Chapter 28, Problem 28P

(a)

To determine

The expression for the energy level of the sole remaining electron.

Answer to Problem 28P

The expression for the energy level of the sole remaining electron is $E_n=-\frac{\left(122\text{eV}\right)}{n^2}$.

Explanation of Solution

Formula to calculate the energy level is,

  $E_n=-\frac{Z^2\left(13.6\text{eV}\right)}{n^2}$

• $E_n$ is the nth energy level,
• $n$ is nth level
• $Z$ is the atomic number

Substitute $3$ for $Z$ to find $E_n$.

  $\begin{array}{c}{E}_n=-\frac{{\left(3\right)}^2\left(13.6\text{eV}\right)}{n^2}\\ =-\frac{\left(122\text{eV}\right)}{n^2}\end{array}$

Thus, expression for the energy level is $-\frac{\left(122\text{eV}\right)}{n^2}$.

Conclusion:

Therefore, the expression for the energy level is $-\frac{\left(122\text{eV}\right)}{n^2}$.

(b)

To determine

The energy for the level $n=4$.

Answer to Problem 28P

The energy for the level $n=4$ is $-7.63\text{eV}$.

Explanation of Solution

Formula to calculate the energy level is,

  $E_n=-\frac{\left(122\text{eV}\right)}{n^2}$

• $E_n$ is the nth energy level,
• $n$ is nth level

Substitute $4$ for $n$ to find $E_n$.

  $\begin{array}{c}{E}_4=-\frac{\left(122\text{eV}\right)}{{\left(4\right)}^2}\\ =-7.63\text{eV}\end{array}$

Thus, the energy for the level $n=4$ is $-7.63\text{eV}$.

Conclusion:

Therefore, the energy for the level $n=4$ is $-7.63\text{eV}$.

(c)

To determine

The energy for the level $n=2$.

Answer to Problem 28P

The energy for the level $n=2$ is $-30.5\text{eV}$.

Explanation of Solution

Formula to calculate the energy level is,

  $E_n=-\frac{\left(122\text{eV}\right)}{n^2}$

• $E_n$ is the nth energy level,
• $n$ is nth level

Substitute $2$ for $n$ to find $E_n$.

  $\begin{array}{c}{E}_2=-\frac{\left(122\text{eV}\right)}{{\left(2\right)}^2}\\ =-30.5\text{eV}\end{array}$

Thus, the energy for the level $n=2$ is $-30.5\text{eV}$.

Conclusion:

Therefore, the energy for the level $n=2$ is $-30.5\text{eV}$.

(d)

To determine

The energy of the photon for the transition from fourth level to second level.

Answer to Problem 28P

the energy of the photon for the transition from fourth level to second level is $22.9\text{eV}$ or $3.66\times {10}^{-18}\text{J}$.

Explanation of Solution

Formula to calculate the energy difference is,

  $E_{photon}=\left(E_4-E_2\right)$

• $E_2\text{and}{E}_4$ are the second and fourth level energy,
• $E_n$ is nth level energy

From unit conversion,

    $1\text{eV}=\text{1}\text{.6}\times {\text{10}}^{-19}\text{J}$

Substitute $\left(-7.63\text{eV}\right)$ for $E_4$, $\left(-30.5\text{eV}\right)$ for $E_2$ to find $E_{photon}$.

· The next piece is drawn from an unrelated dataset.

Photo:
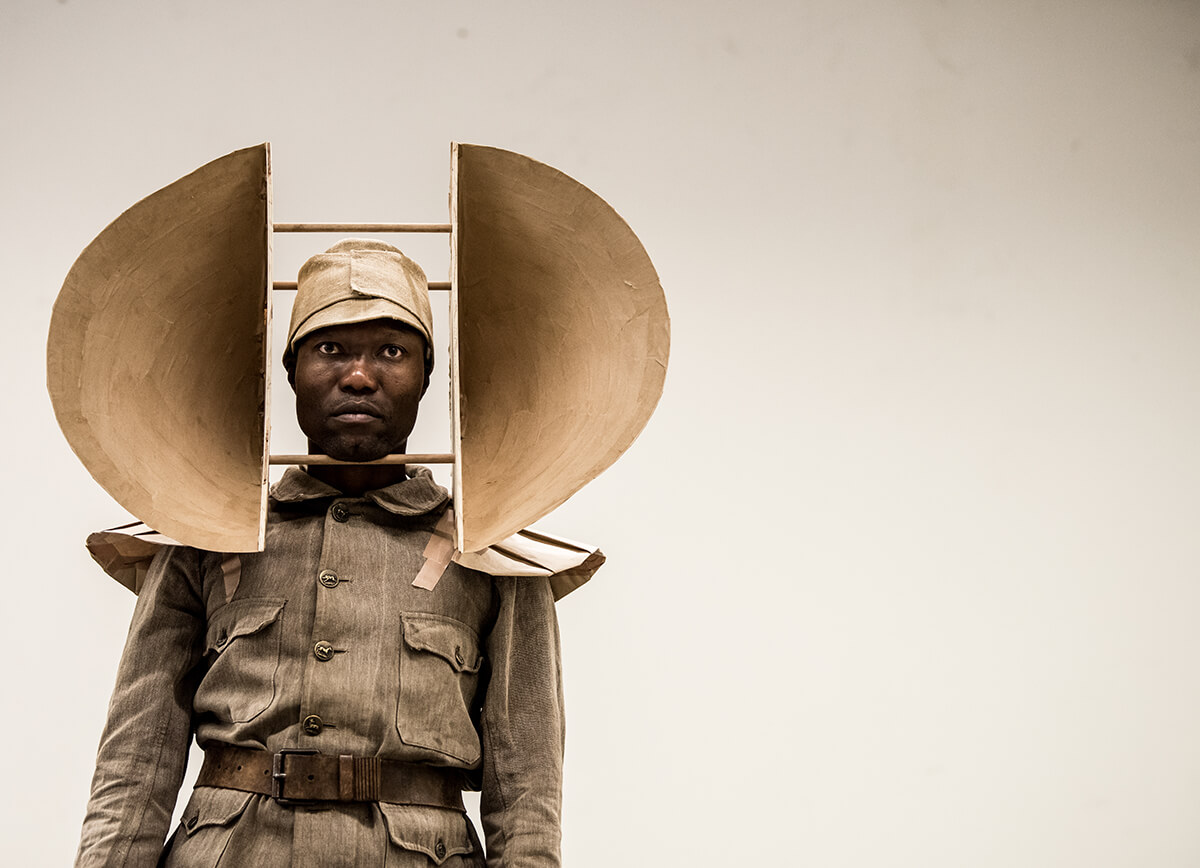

  $\begin{array}{c}{E}_{photon}=\left[\left(-7.63\text{eV}\right)-\left(-30.5\text{eV}\right)\right]\\ =22.9\text{eV}\\ =22.9\text{eV}\times \frac{1.6\times {10}^{-19}\text{J}}{1\text{eV}}\\ =3.66\times {10}^{-18}\text{J}\end{array}$

Thus, the energy of the photon for the transition from fourth level to second level is $22.9\text{eV}$ or

$3.66\times {10}^{-18}\text{J}$.

Conclusion:

Therefore, the energy of the photon for the transition from fourth level to second level is $22.9\text{eV}$ or $3.66\times {10}^{-18}\text{J}$.

(e)

To determine

The frequency and wavelength of the emitted photon.

Answer to Problem 28P

The frequency and wavelength of the emitted photon is $5.52\times {10}^{15}\text{Hz}$ and $5.43\times {10}^{-8}\text{m}$ respectively.

Explanation of Solution

Formula to calculate the frequency of the photon is,

  $f=\frac{E_{photon}}{h}$

• $E_{photon}$ is the photon energy
• $h$ is Planck’s constant

Substitute $3.66\times {10}^{-18}\text{J}$ for $E_{photon}$, $6.63\times {10}^{-34}\text{J-s}$ for $h$ to find $f$.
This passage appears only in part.